Can you send me the output of lxc config get <vm name> volatile.eth0.hwaddr for each VM, and then also for each VM the output of ip link show enp5s0

Finally can you also get me the netplan config file for each VM, it should be in /etc/netplan/50-cloud-init.yaml

Thanks
Tom

tomp · March 31, 2020, 6:12pm

Ah I missed this post, so yes it looks like the VM images had an issue. If possible it may be best to regenerate your VMS from fresh images. Although @stgraber may be able to advise how to fix existing VMS.

stgraber · March 31, 2020, 6:15pm

To reset things, you can do:

rm /var/lib/dbus/machine-id
> /etc/machine-id

Vijay_Karamcheti · March 31, 2020, 6:18pm

Okay, running these commands on the host that has both an 18.04 VM (k8s-worker2) and a 16.04 VM (test-vm) …

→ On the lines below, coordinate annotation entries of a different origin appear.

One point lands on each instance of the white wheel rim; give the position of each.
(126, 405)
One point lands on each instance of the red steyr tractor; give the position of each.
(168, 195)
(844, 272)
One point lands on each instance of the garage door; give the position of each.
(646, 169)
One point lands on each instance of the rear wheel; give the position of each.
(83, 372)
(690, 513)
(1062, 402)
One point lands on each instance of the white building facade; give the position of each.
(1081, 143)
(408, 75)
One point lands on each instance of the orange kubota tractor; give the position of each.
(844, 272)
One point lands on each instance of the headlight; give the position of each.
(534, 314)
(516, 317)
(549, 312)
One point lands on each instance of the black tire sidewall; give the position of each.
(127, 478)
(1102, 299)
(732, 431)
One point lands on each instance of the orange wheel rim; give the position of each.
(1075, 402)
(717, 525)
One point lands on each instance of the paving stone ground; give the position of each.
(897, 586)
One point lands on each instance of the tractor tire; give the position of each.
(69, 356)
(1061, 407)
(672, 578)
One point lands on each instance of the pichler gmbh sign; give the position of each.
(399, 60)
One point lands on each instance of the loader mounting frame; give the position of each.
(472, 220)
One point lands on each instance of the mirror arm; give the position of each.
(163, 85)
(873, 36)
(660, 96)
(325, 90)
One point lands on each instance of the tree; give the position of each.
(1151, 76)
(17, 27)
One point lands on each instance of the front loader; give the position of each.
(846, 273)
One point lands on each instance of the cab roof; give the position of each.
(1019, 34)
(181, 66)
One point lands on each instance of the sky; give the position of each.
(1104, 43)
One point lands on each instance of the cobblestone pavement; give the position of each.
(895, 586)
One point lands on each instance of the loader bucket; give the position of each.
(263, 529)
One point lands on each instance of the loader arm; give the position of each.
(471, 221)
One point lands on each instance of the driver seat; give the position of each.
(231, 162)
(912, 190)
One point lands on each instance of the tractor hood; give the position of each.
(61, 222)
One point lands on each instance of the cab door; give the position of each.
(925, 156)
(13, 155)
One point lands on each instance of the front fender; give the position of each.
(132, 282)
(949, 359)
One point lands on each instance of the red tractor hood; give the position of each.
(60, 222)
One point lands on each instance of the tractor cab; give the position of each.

akriadmin@c4akri02:~$ lxc list | grep c4akri02
| k8s-master2    | RUNNING | 240.197.0.18 (eth0)    |      | CONTAINER       | 0         | c4akri02   |
| k8s-worker2    | RUNNING | 240.197.0.215 (enp5s0) |      | VIRTUAL-MACHINE | 0         | c4akri02   |
| test-vm        | RUNNING | 240.197.0.177 (enp5s0) |      | VIRTUAL-MACHINE | 0         | c4akri02   |

akriadmin@c4akri02:~$ lxc config get k8s-worker2 volatile.eth0.hwaddr
00:16:3e:58:5f:c9
akriadmin@c4akri02:~$ lxc exec k8s-worker2 -- ip link show enp5s0
2: enp5s0: <BROADCAST,MULTICAST,UP,LOWER_UP> mtu 1500 qdisc fq_codel state UP mode DEFAULT group default qlen 1000
    link/ether 00:16:3e:58:5f:c9 brd ff:ff:ff:ff:ff:ff
akriadmin@c4akri02:~$ lxc exec k8s-worker2 -- cat /etc/netplan/50-cloud-init.yaml
cat: /etc/netplan/50-cloud-init.yaml: No such file or directory
akriadmin@c4akri02:~$ lxc exec k8s-worker2 -- ls /etc/netplan
10-lxc.yaml
akriadmin@c4akri02:~$ lxc exec k8s-worker2 -- cat /etc/netplan/10-lxc.yaml
network:
  version: 2
  ethernets:
    enp5s0: {dhcp4: true}
akriadmin@c4akri02:~$ 

akriadmin@c4akri02:~$ lxc config get test-vm volatile.eth0.hwaddr
00:16:3e:30:6a:31
akriadmin@c4akri02:~$ lxc exec test-vm -- ip link show enp5s0
2: enp5s0: <BROADCAST,MULTICAST,UP,LOWER_UP> mtu 1500 qdisc pfifo_fast state UP mode DEFAULT group default qlen 1000
    link/ether 00:16:3e:30:6a:31 brd ff:ff:ff:ff:ff:ff
akriadmin@c4akri02:~$ lxc exec test-vm -- ls /etc/netplan
ls: cannot access '/etc/netplan': No such file or directory
akriadmin@c4akri02:~$ lxc exec test-vm -- cat /etc/network/interfaces
# This file describes the network interfaces available on your system
# and how to activate them. For more information, see interfaces(5).

# The loopback network interface
auto lo
iface lo inet loopback

auto enp5s0
iface enp5s0 inet dhcp

source /etc/network/interfaces.d/*.cfg
akriadmin@c4akri02:~$

stgraber · March 31, 2020, 6:19pm

The commands must be run inside of affected VMs.